Tm = Temperature at which resistance was
measured (°C)

Tk = 234.5°C (copper)

Tk = 225°C (aluminum)

Identify Saturation Integrity

To obtain valid winding resistance measurements, core saturation must occur. The behavior of the measurement is generally inconsistent depending on transformer design and configuration. Delta windings and preventative autotransformers in the LTC circuit are two examples of obstacles that can affect the saturation process. Even after several minutes, saturation may appear complete, but then change again. On difficult units, it is important to document test parameters including approximate saturation time if the unit has been tested before. Experience is often the best option for knowing how to identify saturation.

Once testing is complete, analysis can be enhanced by plotting the data, which in many cases is more helpful than viewing the data in tabular form. Figure 5 illustrates winding resistance data on an LTC that exhibits incomplete saturation. In both examples, early measurements are higher than expected. By viewing the plotted data, it is clear that core saturation has not occurred, and several measurements at the beginning of the test should be considered invalid.

Figure 5: Winding Resistance (mΩ) — Incomplete Saturation

Case Study #1: Overheated Tap Changer Leads

In this case study, the winding resistance measurements produced significantly higher readings on LTC positions 14R and 4L for Phase B (Figure 6). Normal measurements were expected to be in the 25–30 mΩ range. The 14R and 4L measurements clearly exceed the recommended limit of 2 percent.

Figure 6: Winding Resistance Measurements on LTC

At first glance, it appears unusual that separate LTC positions produce questionable results, but review of the LTC nameplate information (Table 1) shows that LTC positions 14R and 4L share a common tap lead (#7).

Table 1: LTC Nameplate

Further investigation showed clear overheating of connection #7 (Figure 7).

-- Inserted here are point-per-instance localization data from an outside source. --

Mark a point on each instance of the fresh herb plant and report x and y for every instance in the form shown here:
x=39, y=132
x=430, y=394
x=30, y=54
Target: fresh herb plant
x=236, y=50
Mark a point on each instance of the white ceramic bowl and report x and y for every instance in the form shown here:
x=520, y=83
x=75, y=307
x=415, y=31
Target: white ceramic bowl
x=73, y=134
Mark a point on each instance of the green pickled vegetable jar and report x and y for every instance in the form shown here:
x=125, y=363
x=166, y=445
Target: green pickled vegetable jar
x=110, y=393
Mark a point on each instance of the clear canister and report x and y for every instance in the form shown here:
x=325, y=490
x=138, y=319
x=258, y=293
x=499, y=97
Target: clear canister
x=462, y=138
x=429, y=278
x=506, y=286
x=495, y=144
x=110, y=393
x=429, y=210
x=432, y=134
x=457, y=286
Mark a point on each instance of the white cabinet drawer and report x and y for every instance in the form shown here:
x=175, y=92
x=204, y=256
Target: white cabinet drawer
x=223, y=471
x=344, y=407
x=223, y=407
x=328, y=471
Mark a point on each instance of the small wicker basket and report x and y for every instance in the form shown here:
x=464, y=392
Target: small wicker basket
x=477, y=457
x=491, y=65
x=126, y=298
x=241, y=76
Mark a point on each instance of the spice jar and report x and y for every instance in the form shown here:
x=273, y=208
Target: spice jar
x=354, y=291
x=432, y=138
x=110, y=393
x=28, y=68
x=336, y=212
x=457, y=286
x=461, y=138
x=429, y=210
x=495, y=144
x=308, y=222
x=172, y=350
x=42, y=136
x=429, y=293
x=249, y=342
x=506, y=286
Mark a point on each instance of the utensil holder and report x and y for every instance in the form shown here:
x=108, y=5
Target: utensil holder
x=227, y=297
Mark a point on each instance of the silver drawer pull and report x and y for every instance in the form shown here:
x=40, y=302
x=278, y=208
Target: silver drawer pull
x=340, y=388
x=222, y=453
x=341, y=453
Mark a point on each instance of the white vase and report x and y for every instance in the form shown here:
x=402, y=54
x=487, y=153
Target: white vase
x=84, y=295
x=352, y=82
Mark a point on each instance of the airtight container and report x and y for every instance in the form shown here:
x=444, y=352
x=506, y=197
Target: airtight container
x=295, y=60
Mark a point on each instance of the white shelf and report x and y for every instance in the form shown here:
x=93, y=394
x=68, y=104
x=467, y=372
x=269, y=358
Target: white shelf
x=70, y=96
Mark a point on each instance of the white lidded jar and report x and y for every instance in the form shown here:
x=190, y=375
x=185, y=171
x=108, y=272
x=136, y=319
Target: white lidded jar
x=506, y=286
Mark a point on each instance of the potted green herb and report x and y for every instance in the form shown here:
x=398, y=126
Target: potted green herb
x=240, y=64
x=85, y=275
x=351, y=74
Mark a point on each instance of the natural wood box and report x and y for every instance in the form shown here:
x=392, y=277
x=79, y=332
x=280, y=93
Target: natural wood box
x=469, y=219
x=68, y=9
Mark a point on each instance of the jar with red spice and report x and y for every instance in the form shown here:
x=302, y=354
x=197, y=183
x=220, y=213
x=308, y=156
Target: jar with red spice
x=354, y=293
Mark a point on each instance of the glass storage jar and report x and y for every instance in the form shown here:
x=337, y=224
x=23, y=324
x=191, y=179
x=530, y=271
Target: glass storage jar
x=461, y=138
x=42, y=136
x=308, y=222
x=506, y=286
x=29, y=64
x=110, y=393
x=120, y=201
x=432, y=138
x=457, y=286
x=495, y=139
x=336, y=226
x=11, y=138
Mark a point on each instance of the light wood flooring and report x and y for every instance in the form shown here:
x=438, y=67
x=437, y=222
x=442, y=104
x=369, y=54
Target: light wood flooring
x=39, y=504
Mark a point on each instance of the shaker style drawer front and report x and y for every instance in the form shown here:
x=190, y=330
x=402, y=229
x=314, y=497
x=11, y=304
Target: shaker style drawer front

Figure 7: Connection #7 Overheating

Case Study #2: Poor LTC Contact

Winding resistance measurements were performed on a load-tap changing transformer with a resistor-type LTC. All odd positions failed. Phase X3-X0 had consistently higher than expected resistance measurements (Figure 8).

Figure 8: Winding Resistance Measurement with Poor Odd Positions on Phase C

When measurements fail consistently in a pattern, in-common components should be investigated. This pattern indicates that the problem is most likely associated with the diverter switch main contacts or associated leads. Figure 9 shows one side of the diverter switch.

Figure 9: Diverter Switch

Conclusion

The dc winding resistance test is a diagnostic tool focused on thermal and mechanical failure modes. The test can identify and diagnose problems in tap changers such as loose lead connections, broken winding strands, and poor contact integrity. Transformer core saturation is a prerequisite for obtaining valid winding resistance measurements, and understanding the influence of the transformer core on the measurement is challenging. Experience best equips a user to successfully identify complete saturation of the transformer’s magnetic circuit and interpret the results correctly.

References

IEEE Std. 62-1995, “Guide for Diagnostic Field Testing of Electrical Apparatus – Part 1: Oil Filled Power Transformers, Regulators, and Reactors.”

P. Gill, Electrical Power Equipment Maintenance and Testing, Second Edition, CRC Press, 2009.

C. L. Sweetser, “The Importance of Advanced Diagnostic Methods for Higher Availability of Power Transformers and Ancillary Components in the Era of Smart Grid.” IEEE Power Engineering Society Summer Meetings, Detroit, USA, July 22-26, 2011

Charles Sweetser joined OMICRON electronics Corp. USA in 2009 and is presently Technical Services Manager for North America. Prior to joining OMICRON, he worked in the electrical apparatus diagnostic and consulting business. He has published several technical papers for IEEE and other industry forums. As a member of the IEEE Power & Energy Society (PES) for 18 years, he actively participates on the IEEE Transformers Committee and is currently Chair of FRA Working Group PC57.149. He is also a member of several other working groups and subcommittees. Additional interests include condition assessment of power apparatus and partial discharge. Charles earned BS and MS degrees in electrical engineering from the University of Maine.